- Location in Saline County and the state of Arkansas
- Coordinates: 34°32′52″N 92°20′18″W﻿ / ﻿34.54778°N 92.33833°W
- Country: United States
- State: Arkansas
- County: Saline

Area
- • Total: 20.28 sq mi (52.52 km^{2})
- • Land: 20.06 sq mi (51.96 km^{2})
- • Water: 0.22 sq mi (0.56 km^{2})
- Elevation: 318 ft (97 m)

Population (2020)
- • Total: 7,137
- • Density: 355.8/sq mi (137.36/km^{2})
- Time zone: UTC-6 (Central (CST))
- • Summer (DST): UTC-5 (CDT)
- ZIP code: 72065, 72206, and 72103
- Area code: 501
- FIPS code: 05-20470
- GNIS feature ID: 2402426

= East End, Arkansas =

East End is a census-designated place (CDP) in Saline County, Arkansas, United States. As of the 2020 census, East End had a population of 7,137. It is part of the Little Rock-North Little Rock-Conway Metropolitan Statistical Area.
==Geography==
East End's nearest neighboring communities are Landmark, Shannon Hills, Bauxite and Sheridan.

According to the United States Census Bureau, the CDP has a total area of 20.3 sqmi, of which 20.1 sqmi is land and 0.2 sqmi (1.13%) is water.

East End has been the home of Marylake Carmelite Monastery since the 1950s.

==Demographics==

Historical population
| Census | Pop. | Note | %± |
| 2020 | 7,137 |  | — |
U.S. Decennial Census

===2020 census===
As of the 2020 census, East End had a population of 7,137. The median age was 41.8 years. 23.7% of residents were under the age of 18 and 16.2% were 65 years of age or older.
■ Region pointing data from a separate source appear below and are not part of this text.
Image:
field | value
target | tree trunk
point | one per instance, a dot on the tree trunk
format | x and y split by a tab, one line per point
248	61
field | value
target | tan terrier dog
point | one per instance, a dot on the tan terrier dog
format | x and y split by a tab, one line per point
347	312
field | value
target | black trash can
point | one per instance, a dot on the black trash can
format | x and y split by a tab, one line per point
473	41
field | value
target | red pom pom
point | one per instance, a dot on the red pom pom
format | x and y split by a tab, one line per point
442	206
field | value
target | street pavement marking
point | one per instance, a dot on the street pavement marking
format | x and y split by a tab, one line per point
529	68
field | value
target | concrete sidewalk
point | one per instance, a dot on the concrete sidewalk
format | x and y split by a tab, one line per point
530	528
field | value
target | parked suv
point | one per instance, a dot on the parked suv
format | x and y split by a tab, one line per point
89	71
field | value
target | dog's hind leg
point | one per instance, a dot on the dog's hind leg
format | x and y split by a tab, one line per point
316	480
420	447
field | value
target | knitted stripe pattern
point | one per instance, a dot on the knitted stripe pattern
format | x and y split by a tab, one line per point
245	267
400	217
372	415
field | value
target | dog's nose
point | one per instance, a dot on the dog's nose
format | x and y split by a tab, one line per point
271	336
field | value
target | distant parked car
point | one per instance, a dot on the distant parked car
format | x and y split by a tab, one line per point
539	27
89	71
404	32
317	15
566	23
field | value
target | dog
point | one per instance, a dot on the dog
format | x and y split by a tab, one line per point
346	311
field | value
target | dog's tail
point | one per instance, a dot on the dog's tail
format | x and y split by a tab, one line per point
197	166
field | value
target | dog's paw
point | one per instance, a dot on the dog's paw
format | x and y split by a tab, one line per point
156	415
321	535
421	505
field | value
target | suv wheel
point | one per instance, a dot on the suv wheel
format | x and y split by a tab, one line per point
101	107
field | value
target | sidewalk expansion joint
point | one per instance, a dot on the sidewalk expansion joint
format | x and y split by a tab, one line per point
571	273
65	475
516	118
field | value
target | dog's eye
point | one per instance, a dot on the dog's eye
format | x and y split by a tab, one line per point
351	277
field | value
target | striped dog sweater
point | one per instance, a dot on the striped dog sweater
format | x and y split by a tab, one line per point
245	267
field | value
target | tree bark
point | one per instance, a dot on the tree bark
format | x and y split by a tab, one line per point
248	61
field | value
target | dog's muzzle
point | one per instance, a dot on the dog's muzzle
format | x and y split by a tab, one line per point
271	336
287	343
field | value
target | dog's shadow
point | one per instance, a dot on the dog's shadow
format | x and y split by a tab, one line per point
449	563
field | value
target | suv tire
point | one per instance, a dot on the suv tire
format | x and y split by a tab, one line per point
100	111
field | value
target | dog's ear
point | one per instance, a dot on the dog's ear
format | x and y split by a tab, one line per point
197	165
For every 100 females, there were 99.1 males, and for every 100 females age 18 and over, there were 95.6 males age 18 and over.

0.0% of residents lived in urban areas, while 100.0% lived in rural areas.

There were 2,717 households in East End, including 1,787 families. Of all households, 31.5% had children under the age of 18, 56.6% were married-couple households, 16.2% were households with a male householder and no spouse or partner present, and 21.3% were households with a female householder and no spouse or partner present. About 22.0% of all households were made up of individuals, and 8.1% had someone living alone who was 65 years of age or older.

There were 2,897 housing units, of which 6.2% were vacant. The homeowner vacancy rate was 1.6%, and the rental vacancy rate was 5.3%.

East End racial composition
| Race | Number | Percentage |
|---|---|---|
| White (non-Hispanic) | 5,929 | 83.07% |
| Black or African American (non-Hispanic) | 298 | 4.18% |
| Native American | 29 | 0.41% |
| Asian | 138 | 1.93% |
| Pacific Islander | 1 | 0.01% |
| Other/Mixed | 362 | 5.07% |
| Hispanic or Latino | 380 | 5.32% |

===2000 census===
As of the census of 2000, there were 5,623 people, 2,049 households, and 1,643 families residing in the CDP. The population density was 279.6 PD/sqmi. There were 2,170 housing units at an average density of 107.9 /sqmi. The racial makeup of the CDP was 95.87% White, 0.87% Black or African American, 0.66% Native American, 0.87% Asian, 0.05% Pacific Islander, 0.32% from other races, and 1.35% from two or more races. 1.28% of the population were Hispanic or Latino of any race.

There were 2,049 households, out of which 41.0% had children under the age of 18 living with them, 67.1% were married couples living together, 9.2% had a female householder with no husband present, and 19.8% were non-families. 15.9% of all households were made up of individuals, and 4.1% had someone living alone who was 65 years of age or older. The average household size was 2.74 and the average family size was 3.06.

In the CDP, the population was spread out, with 28.1% under the age of 18, 7.7% from 18 to 24, 33.4% from 25 to 44, 24.4% from 45 to 64, and 6.4% who were 65 years of age or older. The median age was 34 years. For every 100 females, there were 103.0 males. For every 100 females age 18 and over, there were 98.8 males.

The median income for a household in the CDP was $46,678, and the median income for a family was $49,649. Males had a median income of $31,396 versus $24,831 for females. The per capita income for the CDP was $19,198. About 4.3% of families and 6.1% of the population were below the poverty line, including 8.3% of those under age 18 and 7.7% of those age 65 or over.
==Education==
East End's schools are part of the Sheridan School District. The East End schools include East End Elementary grades K-2, East End Intermediate grades 3–5, and East End Middle grades 6–8.